One of the great joys and benefits of working in my role as an art supervisor is getting to see many art classrooms and the wide variety of tools and strategies art teachers employ in their craft. Not least of these is managing a huge volume of supplies and materials.
Art is a material-intensive subject. Few others in our schools realize just what that means in terms of work load. Sure, they understand that we use the materials, but add to this that we select, purchase, receive, unpack, store, organize, prepare, provision, and put away these materials in a continuous cycle, and it becomes evident that art teachers should have extra time in their daily schedule — in addition to planning time — to manage it all. (Can I say that again?)

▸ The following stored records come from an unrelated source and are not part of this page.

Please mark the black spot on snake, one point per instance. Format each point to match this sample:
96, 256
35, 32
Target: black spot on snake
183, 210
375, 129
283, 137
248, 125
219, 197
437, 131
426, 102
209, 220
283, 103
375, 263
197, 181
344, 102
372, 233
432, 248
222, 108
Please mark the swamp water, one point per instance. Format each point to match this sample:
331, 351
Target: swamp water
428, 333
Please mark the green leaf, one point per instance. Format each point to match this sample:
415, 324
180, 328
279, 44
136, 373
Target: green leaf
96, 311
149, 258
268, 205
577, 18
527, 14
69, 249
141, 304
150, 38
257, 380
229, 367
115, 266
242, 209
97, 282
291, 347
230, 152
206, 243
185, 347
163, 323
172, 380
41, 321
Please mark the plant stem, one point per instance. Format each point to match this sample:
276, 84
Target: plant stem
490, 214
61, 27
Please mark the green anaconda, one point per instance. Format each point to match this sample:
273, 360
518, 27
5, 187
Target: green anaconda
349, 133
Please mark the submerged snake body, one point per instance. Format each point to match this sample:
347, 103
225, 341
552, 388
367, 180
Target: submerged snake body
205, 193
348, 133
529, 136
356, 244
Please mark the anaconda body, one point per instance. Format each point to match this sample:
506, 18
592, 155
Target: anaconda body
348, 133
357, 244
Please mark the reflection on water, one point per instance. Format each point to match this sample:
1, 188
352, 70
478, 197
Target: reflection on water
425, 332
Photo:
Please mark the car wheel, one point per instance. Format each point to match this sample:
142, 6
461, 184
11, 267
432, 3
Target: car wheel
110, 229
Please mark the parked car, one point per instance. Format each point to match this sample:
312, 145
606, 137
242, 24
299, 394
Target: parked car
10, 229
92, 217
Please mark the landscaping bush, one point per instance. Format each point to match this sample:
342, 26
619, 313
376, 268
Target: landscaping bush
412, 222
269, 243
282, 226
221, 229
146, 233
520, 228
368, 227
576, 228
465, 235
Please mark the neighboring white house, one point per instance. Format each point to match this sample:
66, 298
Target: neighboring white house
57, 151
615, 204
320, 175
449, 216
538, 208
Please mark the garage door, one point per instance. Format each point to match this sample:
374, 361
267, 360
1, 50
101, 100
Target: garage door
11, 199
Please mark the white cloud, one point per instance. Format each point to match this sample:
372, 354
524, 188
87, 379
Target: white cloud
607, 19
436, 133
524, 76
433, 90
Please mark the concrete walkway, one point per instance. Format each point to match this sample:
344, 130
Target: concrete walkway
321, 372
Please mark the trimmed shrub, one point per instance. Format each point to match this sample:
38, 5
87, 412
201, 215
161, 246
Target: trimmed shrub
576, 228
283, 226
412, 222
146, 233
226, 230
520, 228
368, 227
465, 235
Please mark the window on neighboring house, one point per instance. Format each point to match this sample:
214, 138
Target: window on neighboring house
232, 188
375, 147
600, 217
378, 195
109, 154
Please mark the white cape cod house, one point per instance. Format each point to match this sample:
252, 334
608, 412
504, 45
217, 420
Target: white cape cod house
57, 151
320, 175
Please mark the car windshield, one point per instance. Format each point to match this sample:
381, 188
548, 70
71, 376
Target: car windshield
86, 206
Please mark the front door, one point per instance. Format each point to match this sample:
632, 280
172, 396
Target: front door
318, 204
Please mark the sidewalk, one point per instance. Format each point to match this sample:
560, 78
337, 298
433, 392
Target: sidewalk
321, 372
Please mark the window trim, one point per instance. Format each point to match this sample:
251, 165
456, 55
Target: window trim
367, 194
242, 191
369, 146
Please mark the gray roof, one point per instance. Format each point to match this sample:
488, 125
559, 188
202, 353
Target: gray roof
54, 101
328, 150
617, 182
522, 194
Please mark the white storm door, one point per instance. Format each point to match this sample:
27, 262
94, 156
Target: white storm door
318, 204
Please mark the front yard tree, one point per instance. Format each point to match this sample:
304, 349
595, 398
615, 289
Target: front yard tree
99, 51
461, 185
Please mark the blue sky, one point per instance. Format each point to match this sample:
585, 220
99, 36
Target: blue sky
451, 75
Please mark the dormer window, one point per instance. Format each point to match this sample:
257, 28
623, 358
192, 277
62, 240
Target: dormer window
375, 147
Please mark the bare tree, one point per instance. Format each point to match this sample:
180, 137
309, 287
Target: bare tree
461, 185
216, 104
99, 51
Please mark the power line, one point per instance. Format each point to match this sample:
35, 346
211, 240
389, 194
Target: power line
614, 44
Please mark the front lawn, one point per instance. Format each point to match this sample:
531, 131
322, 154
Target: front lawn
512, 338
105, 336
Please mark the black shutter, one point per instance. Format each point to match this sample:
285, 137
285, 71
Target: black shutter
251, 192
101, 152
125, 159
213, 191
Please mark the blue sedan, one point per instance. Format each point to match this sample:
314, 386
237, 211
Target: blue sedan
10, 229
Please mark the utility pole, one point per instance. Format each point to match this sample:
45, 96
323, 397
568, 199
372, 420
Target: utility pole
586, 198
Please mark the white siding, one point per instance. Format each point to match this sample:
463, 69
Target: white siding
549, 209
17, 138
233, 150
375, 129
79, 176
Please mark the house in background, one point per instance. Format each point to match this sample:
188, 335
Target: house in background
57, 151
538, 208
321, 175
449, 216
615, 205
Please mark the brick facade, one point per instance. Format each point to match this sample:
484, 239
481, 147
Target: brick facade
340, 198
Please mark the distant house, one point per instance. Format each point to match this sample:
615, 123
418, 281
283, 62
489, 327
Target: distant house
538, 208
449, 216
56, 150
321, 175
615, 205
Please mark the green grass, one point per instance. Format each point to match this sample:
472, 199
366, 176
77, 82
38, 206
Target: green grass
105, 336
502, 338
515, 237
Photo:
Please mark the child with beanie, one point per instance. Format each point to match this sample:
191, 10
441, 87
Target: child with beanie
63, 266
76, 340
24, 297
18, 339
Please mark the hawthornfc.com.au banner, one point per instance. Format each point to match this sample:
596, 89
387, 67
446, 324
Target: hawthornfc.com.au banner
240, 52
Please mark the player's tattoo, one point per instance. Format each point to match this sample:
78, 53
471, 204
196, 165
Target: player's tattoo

Art teachers should have extra time in their daily schedule — in addition to planning time — to manage it all.
I was especially impressed when I visited a colleague recently who teaches in a trailer at an overcrowded school. Her classroom is very small and has no sinks or built-in storage — a challenging situation to say the least — but through effort and careful organization, she is making it work for her students.
I’d like to share a few of the ingenious things she is doing to stay sane in a situation that demands careful planning and organization. You might notice a bit of a rainbow theme, but you know what? Color coding the art room can be very effective in keeping things organized and exposing children to some basics of color theory in their environment. Construction paper is a great example. The drying rack storage in the photo at the top, and these carefully organized sets of precut papers allow children to find what they need quickly and reduces waste by having children cut shapes from smaller pieces when appropriate.
Yarn is similarly prepared. Cut into pieces for stitchery and stored in bundles on open hooks. Remember, this classroom has no cabinets, whatsoever!
While the color wheel arrangement of construction paper and yarn may just be for aesthetic reasons, other colors are used very intentionally in the classroom. Grade levels (K-6) are color coded and these colors are used to organize portfolios of current art projects and the student sketchbooks, simply made with folded drawing paper with color covers.
In addition to carefully organizing supplies in this very tight space, the teacher must also think carefully about the traffic flow of up to (and sometimes more than) 30 students. Each table has a couple of color-coded, X-marks-the-spot labels — one on the table shows students where to stack (dry) artworks, and one nearby on the floor shows them where to stack the chairs from their table at the end of the day.
For carrying wet paintings to the drying rack the traffic flow is quite literally marked on the floor, and students are taught how to follow those marks for a smooth cleanup process.
Anne, I’m very impressed at what you have done with your tiny space!